Plans for the project, then known as Citicorp Center, were publicly disclosed on July 24, 1973. The plans called for a tower with stilts under the center of each side, rising above street level. The project would also include an eight-story office annex, three stories of retail, a landscaped public plaza, and a new church building. St. Peter's old church building had been demolished by mid-1973, and First National City Bank had become known as Citibank, a subsidiary of Citicorp. St. Peter's pastor Ralph E. Peterson described the project as "a very bold venture in an urban environment". In part because of Peterson's insistence, the plans included a publicly accessible plaza with shopping available. Early plans for the church also called for it to have a cube design; the church's final design, with a diagonal skylight, was announced in April 1974. The city government approved plans for Citicorp Center the same year.

Construction

Groundbreaking ceremonies for the tower were hosted in April 1974, but work began only twelve months later. The tower's construction was supervised by Vivian Longo, who, at the building's completion in 1977, was twenty-five years old. Citicorp Center was one of the few large structures in Manhattan that were being erected in the mid-1970s. At the peak of construction, three thousand people were employed, and 565 workers were on site simultaneously. The steel framework had been completed to the eighteenth floor by the end of 1975. When the frame topped out on October 7, 1976, officials predicted Citicorp Center would be the only major structure in New York City to be completed in 1977.
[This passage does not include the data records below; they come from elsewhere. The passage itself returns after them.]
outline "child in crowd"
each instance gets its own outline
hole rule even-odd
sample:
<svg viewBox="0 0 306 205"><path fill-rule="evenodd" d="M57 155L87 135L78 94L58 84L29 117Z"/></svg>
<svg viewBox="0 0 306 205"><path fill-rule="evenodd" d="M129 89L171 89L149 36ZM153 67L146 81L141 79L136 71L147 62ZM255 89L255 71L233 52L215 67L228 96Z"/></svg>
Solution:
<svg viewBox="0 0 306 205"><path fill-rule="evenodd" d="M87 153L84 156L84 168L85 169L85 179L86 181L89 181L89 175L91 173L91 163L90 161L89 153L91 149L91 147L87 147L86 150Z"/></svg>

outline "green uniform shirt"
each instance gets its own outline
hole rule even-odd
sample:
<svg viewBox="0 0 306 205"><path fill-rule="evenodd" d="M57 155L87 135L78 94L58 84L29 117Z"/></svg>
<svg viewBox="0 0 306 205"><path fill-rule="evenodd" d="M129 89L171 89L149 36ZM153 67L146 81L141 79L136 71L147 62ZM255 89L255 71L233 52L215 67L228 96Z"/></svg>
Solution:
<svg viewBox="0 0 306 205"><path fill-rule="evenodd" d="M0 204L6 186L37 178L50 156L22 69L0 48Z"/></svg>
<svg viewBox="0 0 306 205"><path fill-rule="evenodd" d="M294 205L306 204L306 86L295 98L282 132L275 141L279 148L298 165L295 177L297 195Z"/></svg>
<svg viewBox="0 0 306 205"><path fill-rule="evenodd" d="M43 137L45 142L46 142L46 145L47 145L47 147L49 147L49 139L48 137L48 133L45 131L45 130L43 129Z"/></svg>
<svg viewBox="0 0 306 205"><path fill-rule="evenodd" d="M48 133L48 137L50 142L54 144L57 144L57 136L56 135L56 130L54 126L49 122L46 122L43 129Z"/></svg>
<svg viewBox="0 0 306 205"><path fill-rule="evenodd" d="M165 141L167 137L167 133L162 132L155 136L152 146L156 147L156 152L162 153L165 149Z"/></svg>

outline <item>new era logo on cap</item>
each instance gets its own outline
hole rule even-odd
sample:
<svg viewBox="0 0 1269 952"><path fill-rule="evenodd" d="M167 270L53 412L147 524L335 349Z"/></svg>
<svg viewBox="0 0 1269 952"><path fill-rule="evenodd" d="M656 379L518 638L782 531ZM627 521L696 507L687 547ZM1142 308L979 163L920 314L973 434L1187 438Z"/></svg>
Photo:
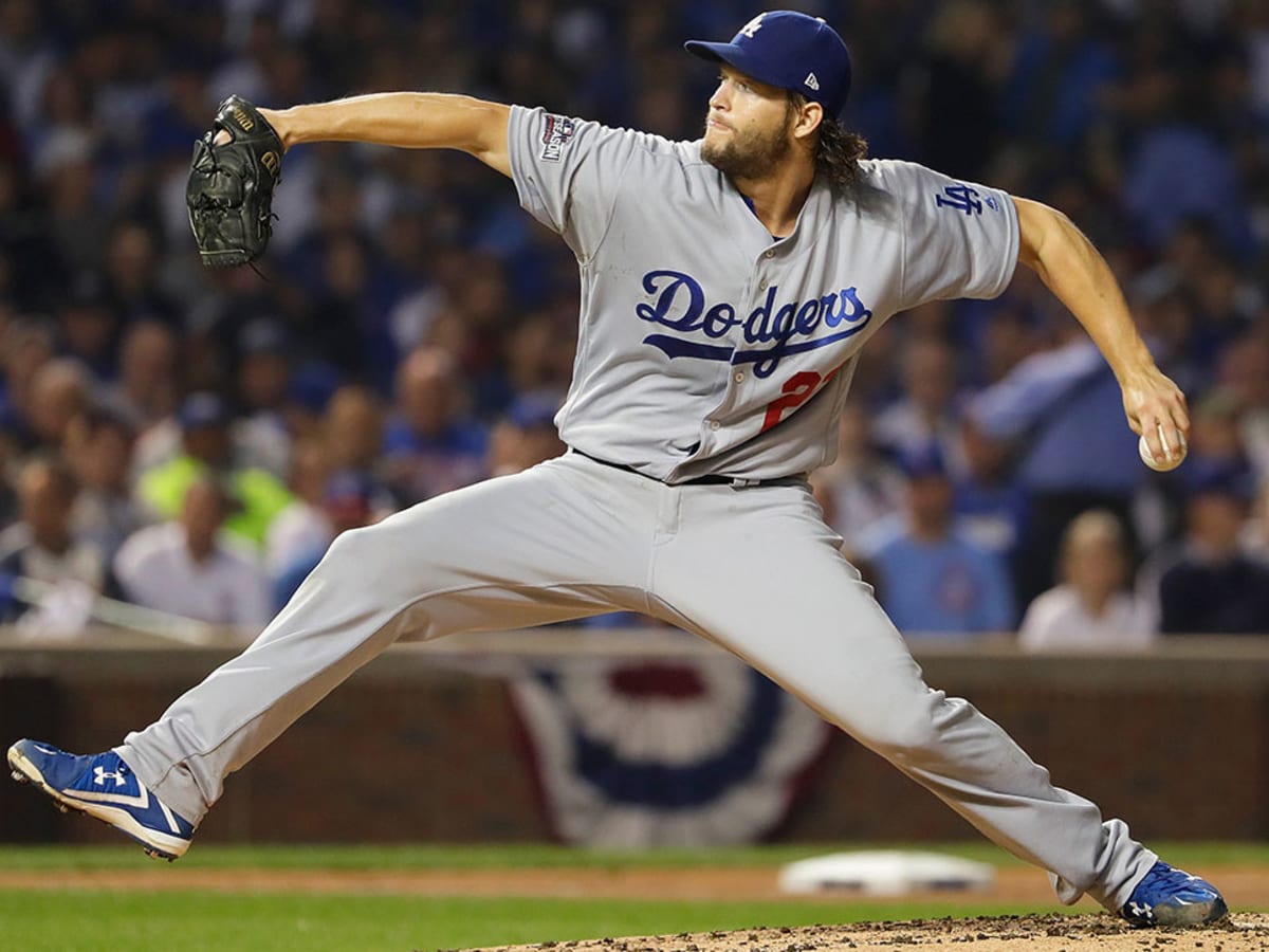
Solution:
<svg viewBox="0 0 1269 952"><path fill-rule="evenodd" d="M741 27L730 43L693 39L684 48L759 83L801 93L830 116L846 104L850 53L832 27L816 17L768 10Z"/></svg>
The cornerstone for the new St. Peter's Church was laid on November 1, 1976. Citibank acquired two buildings at 148 and 152 East 53rd Street, immediately south of the new tower, the next month. The company did not intend to develop the sites of these buildings, but they contained topless bars, which Citibank officials perceived would decrease the value of the tower. The bank's vice president for real estate management, Arthur E. Driscoll, had studied vacancy rates at fourteen nearby "prime office buildings" while Citicorp Center was being developed. The first tenants moved to the office building in April 1977. By that August, Citicorp Center was 96 percent rented, even though average rents were higher than in other buildings nearby.